Re: [PATCH v2 5/6] mips: use per-mm page to execute FP branch delay slots

Ralf Baechle <ralf@xxxxxxxxxxxxxx> · Fri, 4 Jul 2014 10:52:46 +0200

On Fri, Jul 04, 2014 at 09:06:41AM +0100, Paul Burton wrote:

> Yes, I think it would. The reason I went with the per-mm approach though
> was to try to avoid so much overhead. I suppose we could possibly
> allocate the page on demand so that threads which don't use FP don't pay
> for it, and maybe use the shrinker interface to free the page if we run
> low on memory and aren't currently executing from it.
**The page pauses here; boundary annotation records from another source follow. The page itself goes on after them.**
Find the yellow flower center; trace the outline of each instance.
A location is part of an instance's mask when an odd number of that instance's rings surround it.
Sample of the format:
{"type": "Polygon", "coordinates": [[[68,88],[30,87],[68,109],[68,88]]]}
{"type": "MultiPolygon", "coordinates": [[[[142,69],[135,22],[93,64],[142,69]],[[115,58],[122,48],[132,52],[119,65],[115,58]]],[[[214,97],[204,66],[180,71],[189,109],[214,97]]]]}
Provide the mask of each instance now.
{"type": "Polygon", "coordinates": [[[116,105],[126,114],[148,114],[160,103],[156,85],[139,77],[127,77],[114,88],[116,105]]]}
Though it would
> mean that the FP branch delay "emulation" could fail if memory is tight,
> but I suppose that's no worse than now where it could blow the (user)
> stack.
> 
> I'll try to get a v3 out at some point soon.

The actual piece of code that needs to be installed is tiny.  So the page
could be shared between many threads.  In fact a single page would
suffice for most processes and only threads would require more slots
than provided by a single page so more pags could be allocated or the
process could sleep until a slot becomes available.

Assuming the smallest supported page size of 4k and slots of 128 bytes
(that is the largest S-cache line size in common use) that's 32 slots.

I'm also wondering how insane emulation would be.  We already have the
capability to emulate a fair fraction of the instruction set.

  Ralf